Re: Capturing everything after an optional character in a regex?
by allolex (Curate) on Dec 04, 2003 at 09:45 UTC
    perl -le '$string="abcX123"; $string =~ /X([^\s]+)/; print $1;' 123

    Update 2003-12-04 12:50:48 CET: See saouq's node in this thread for a solution which fills all of Anonymous Monk's requirements, as mentioned in opqdonut's post below.

    --
    Allolex

      Allolex, your piece o' code doesn't really satisfy the needs of Anonymous Monk, he needed to capture the whole line if there is no X.
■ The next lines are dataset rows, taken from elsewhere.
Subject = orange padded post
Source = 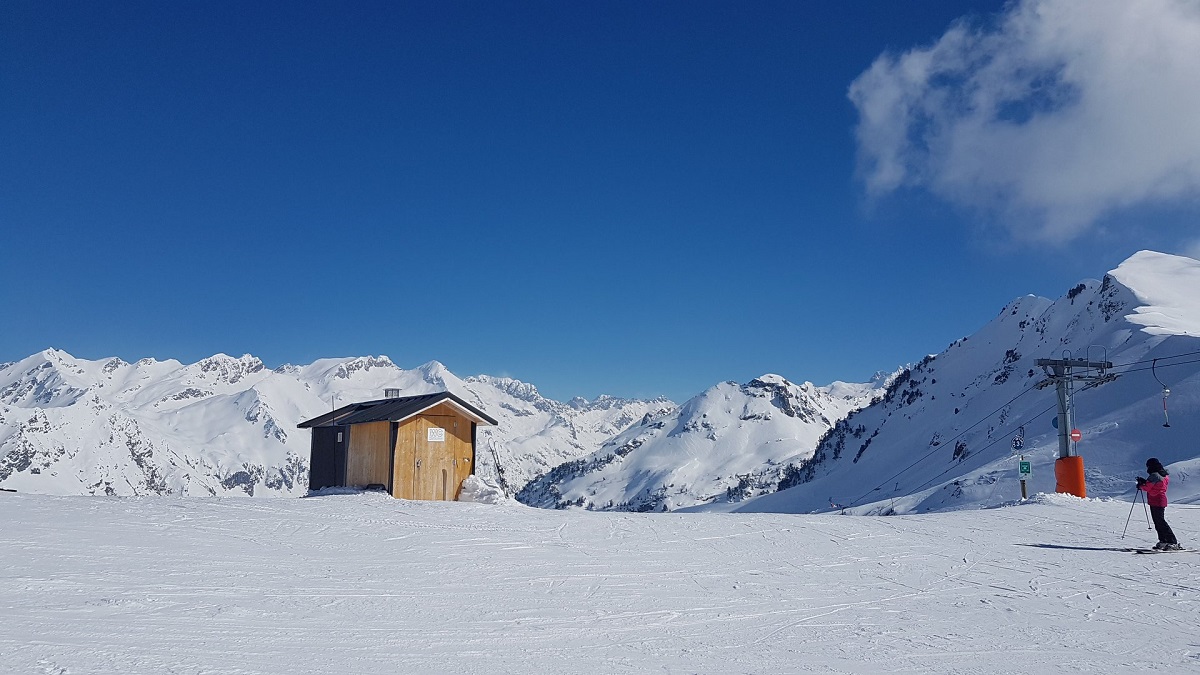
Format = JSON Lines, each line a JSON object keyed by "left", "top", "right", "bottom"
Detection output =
{"left": 1055, "top": 456, "right": 1086, "bottom": 498}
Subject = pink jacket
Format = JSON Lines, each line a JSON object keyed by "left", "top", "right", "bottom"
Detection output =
{"left": 1139, "top": 472, "right": 1169, "bottom": 508}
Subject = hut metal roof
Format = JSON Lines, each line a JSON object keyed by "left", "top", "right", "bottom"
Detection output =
{"left": 297, "top": 391, "right": 497, "bottom": 429}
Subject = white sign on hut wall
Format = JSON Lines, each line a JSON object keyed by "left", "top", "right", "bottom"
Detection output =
{"left": 427, "top": 427, "right": 446, "bottom": 443}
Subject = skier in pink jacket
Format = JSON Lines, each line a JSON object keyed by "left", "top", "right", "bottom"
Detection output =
{"left": 1137, "top": 457, "right": 1182, "bottom": 551}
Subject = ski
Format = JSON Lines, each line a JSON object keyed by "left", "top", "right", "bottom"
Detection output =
{"left": 1133, "top": 547, "right": 1190, "bottom": 554}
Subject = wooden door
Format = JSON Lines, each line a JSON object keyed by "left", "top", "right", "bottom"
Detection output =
{"left": 345, "top": 421, "right": 391, "bottom": 488}
{"left": 393, "top": 415, "right": 453, "bottom": 500}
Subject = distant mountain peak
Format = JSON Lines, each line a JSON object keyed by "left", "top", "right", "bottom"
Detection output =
{"left": 191, "top": 354, "right": 266, "bottom": 385}
{"left": 749, "top": 373, "right": 794, "bottom": 388}
{"left": 323, "top": 355, "right": 398, "bottom": 381}
{"left": 417, "top": 360, "right": 449, "bottom": 379}
{"left": 466, "top": 374, "right": 543, "bottom": 403}
{"left": 1108, "top": 250, "right": 1200, "bottom": 336}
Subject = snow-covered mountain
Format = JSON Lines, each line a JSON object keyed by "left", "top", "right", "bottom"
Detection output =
{"left": 517, "top": 373, "right": 890, "bottom": 511}
{"left": 720, "top": 250, "right": 1200, "bottom": 515}
{"left": 8, "top": 250, "right": 1197, "bottom": 514}
{"left": 0, "top": 353, "right": 672, "bottom": 496}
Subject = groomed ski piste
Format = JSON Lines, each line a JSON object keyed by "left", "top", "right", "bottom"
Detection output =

      saouq's code is simply beautiful, maybe someday my code will look like that :)

      apparently yours,
      J

        Well, it meets the original requirements as I understood them. See my previous reply to saouq's node for part of the reason (besides laziness and stupidity on my part)---It's nice to see that I'm not the only one who doesn't read the whole thread before posting ;) For the record, davido /msg'd me concerning this about three seconds after I hit 'create'... Even at past 2 a.m. his time, he was more alert than me.

        --
        Allolex

Re: Capturing everything after an optional character in a regex?
by podian (Scribe) on Dec 04, 2003 at 18:54 UTC
    The following works (assuming X as the optional character):

    perl -e '$string="abcX123"; $string =~ /.*X(\S+)/; print $1;'

    I do not understand why you are using X?
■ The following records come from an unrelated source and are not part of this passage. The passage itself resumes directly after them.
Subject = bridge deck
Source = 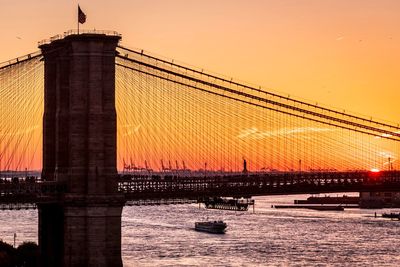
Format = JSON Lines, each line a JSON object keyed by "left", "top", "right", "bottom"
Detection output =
{"left": 119, "top": 171, "right": 400, "bottom": 199}
{"left": 0, "top": 171, "right": 399, "bottom": 207}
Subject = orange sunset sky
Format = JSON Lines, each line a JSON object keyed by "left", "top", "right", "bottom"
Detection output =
{"left": 1, "top": 0, "right": 399, "bottom": 122}
{"left": 0, "top": 1, "right": 399, "bottom": 172}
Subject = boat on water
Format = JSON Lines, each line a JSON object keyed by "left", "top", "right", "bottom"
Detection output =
{"left": 195, "top": 221, "right": 227, "bottom": 234}
{"left": 203, "top": 197, "right": 254, "bottom": 211}
{"left": 307, "top": 205, "right": 344, "bottom": 211}
{"left": 382, "top": 212, "right": 400, "bottom": 220}
{"left": 273, "top": 205, "right": 345, "bottom": 211}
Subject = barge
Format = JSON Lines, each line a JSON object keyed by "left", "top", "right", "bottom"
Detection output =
{"left": 273, "top": 204, "right": 347, "bottom": 211}
{"left": 294, "top": 195, "right": 359, "bottom": 205}
{"left": 382, "top": 212, "right": 400, "bottom": 220}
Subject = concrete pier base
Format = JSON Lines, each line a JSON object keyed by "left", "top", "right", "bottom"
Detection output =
{"left": 63, "top": 195, "right": 125, "bottom": 267}
{"left": 38, "top": 203, "right": 64, "bottom": 267}
{"left": 38, "top": 196, "right": 124, "bottom": 267}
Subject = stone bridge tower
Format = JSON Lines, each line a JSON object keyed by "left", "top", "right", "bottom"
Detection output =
{"left": 38, "top": 32, "right": 125, "bottom": 267}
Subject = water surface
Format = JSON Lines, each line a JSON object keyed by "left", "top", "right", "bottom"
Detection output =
{"left": 1, "top": 194, "right": 399, "bottom": 266}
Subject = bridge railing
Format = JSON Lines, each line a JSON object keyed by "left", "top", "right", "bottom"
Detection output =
{"left": 38, "top": 29, "right": 121, "bottom": 46}
{"left": 0, "top": 51, "right": 42, "bottom": 70}
{"left": 0, "top": 179, "right": 66, "bottom": 204}
{"left": 118, "top": 171, "right": 400, "bottom": 200}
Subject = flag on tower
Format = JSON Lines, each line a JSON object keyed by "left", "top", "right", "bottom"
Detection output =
{"left": 78, "top": 5, "right": 86, "bottom": 24}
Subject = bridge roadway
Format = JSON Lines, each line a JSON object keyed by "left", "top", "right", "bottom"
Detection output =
{"left": 0, "top": 171, "right": 399, "bottom": 207}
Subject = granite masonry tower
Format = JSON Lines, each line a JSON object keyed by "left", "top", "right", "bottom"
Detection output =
{"left": 38, "top": 32, "right": 125, "bottom": 267}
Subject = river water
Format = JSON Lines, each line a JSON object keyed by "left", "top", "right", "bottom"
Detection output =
{"left": 1, "top": 194, "right": 399, "bottom": 266}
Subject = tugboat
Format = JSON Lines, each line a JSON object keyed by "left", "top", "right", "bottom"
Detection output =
{"left": 195, "top": 220, "right": 227, "bottom": 234}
Re: Capturing everything after an optional character in a regex?
by serf (Chaplain) on Dec 05, 2003 at 14:50 UTC
    I'm not sure if it's what you're looking for (i.e. doesn't break something else somewhere else...) but I find that:
    perl -e '$string="abcX123"; $string =~ /X+?(\S+)/; print $1;'
    works for me... HTH
      $string = "abcX123"; ($afterX) = ($string =~ /X(.*)/); print $afterX;